Mount Carmel, Ohio
Lundi 3 novembre,
19 h 5
Juste à temps. Il traîna une dernière branche à travers l’entrée du chemin forestier, puis se redressa avec une grimace. Dorénavant, aucun usager de cette portion d’autoroute ne remarquerait cet accès, à moins de le chercher spécifiquement. L’autre extrémité de la piste débouchait dans les bois, à bonne distance de la maison, dans la direction opposée à la route qui menait à l’autoroute. Il avait déjà dissimulé cette issue-là, mais il savait qu’elle serait forcément découverte. Tôt ou tard.
Tout ça à cause de Faith, cette sale petite enfoirée. Elle a conduit les flics à ma porte. Mais pourquoi je n’ai pas réussi à la tuer ?
A présent il était trop tard, il distinguait des lueurs bleues à travers les arbres — une voiture de patrouille était garée devant la maison. Ma maison. Le nom de cette garce avait beau figurer sur l’acte de propriété, ça n’avait aucune importance. Il avait réparé cette maison. C’était chez lui.
Il n’avait pas pu tout nettoyer — dedans ou dehors. Le sang du préposé de la compagnie d’électricité maculait encore l’herbe. Ainsi que celui du serrurier.
Et il n’avait pas pu emporter tous ses trésors. Pris par le temps, il n’avait pu sauver qu’une petite partie de sa collection. Le reste était à l’abri, là où personne ne songerait à fouiller. Dorénavant, il devait se faire discret.
Il éprouvait une certaine forme de consolation en songeant qu’il ne laissait jamais de traces physiologiques susceptibles de l’incriminer. Pas d’ADN. Pas d’empreintes. Il portait des gants en toutes circonstances et Roza nettoyait tout avec un zèle religieux.
Après avoir regardé des deux côtés pour s’assurer que personne n’arrivait, il regagna le fourgon. En arrivant près du véhicule garé sur le bas-côté, il dut réprimer l’envie de vérifier l’état de sa cargaison.
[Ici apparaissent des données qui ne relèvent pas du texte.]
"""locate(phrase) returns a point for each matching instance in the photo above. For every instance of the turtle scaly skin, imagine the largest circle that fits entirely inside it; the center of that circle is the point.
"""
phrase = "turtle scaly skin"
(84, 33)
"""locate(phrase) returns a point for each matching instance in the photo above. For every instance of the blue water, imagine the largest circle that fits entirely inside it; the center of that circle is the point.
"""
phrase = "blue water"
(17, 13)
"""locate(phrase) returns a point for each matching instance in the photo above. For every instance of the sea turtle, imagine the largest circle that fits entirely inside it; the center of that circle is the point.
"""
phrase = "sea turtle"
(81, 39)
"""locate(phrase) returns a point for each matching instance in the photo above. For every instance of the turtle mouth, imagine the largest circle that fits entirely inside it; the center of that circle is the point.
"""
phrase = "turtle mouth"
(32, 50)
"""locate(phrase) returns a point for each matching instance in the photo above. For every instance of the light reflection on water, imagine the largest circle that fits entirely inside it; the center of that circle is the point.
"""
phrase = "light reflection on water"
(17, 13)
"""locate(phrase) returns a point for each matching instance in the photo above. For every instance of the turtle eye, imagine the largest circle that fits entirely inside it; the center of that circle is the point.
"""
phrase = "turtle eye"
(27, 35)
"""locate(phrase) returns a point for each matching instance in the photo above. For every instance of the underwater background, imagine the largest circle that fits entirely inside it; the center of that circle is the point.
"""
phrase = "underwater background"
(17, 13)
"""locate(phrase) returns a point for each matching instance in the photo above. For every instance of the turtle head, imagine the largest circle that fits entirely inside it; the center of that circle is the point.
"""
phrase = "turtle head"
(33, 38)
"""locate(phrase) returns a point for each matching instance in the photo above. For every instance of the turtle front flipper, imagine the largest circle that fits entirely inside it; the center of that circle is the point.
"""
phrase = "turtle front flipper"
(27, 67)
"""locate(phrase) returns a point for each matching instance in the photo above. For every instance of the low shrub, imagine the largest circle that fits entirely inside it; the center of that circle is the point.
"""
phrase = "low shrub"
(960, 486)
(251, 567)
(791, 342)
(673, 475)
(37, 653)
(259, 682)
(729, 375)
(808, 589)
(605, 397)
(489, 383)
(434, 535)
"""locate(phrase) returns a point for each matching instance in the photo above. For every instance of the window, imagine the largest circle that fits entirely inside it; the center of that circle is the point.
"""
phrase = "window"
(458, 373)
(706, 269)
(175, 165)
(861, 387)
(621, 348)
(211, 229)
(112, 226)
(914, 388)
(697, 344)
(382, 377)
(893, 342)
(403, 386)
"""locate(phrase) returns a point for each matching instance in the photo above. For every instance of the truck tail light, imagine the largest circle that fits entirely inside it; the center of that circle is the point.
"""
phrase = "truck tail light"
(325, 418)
Evidemment qu’ils étaient toujours à l’arrière, trop drogués ou trop morts pour s’enfuir. Un bref instant, il envisagea de balancer tout le monde dans l’Ohio, mais se ravisa. Mauvaise idée. Sans rien pour les lester, ils dériveraient à la surface et seraient fatalement retrouvés.
Tous feux éteints, il prit la direction de l’est sur Kellog Avenue, à un jet de pierre du fleuve. Kellog longeait les berges, parallèlement et en contrebas du talus escarpé au sommet duquel les voitures de patrouille s’étaient regroupées. Il aurait pu suivre la rivière vers l’est, jusqu’en Virginie-Occidentale, mais il avait une autre destination en tête. Il continua donc à rouler sans éclairage, attendant d’avoir pris un virage et d’être hors de vue des patrouilleurs pour allumer ses feux.
Quand sa cargaison serait enterrée sans encombre, il ferait le nécessaire pour que Faith regrette amèrement d’avoir quitté Miami.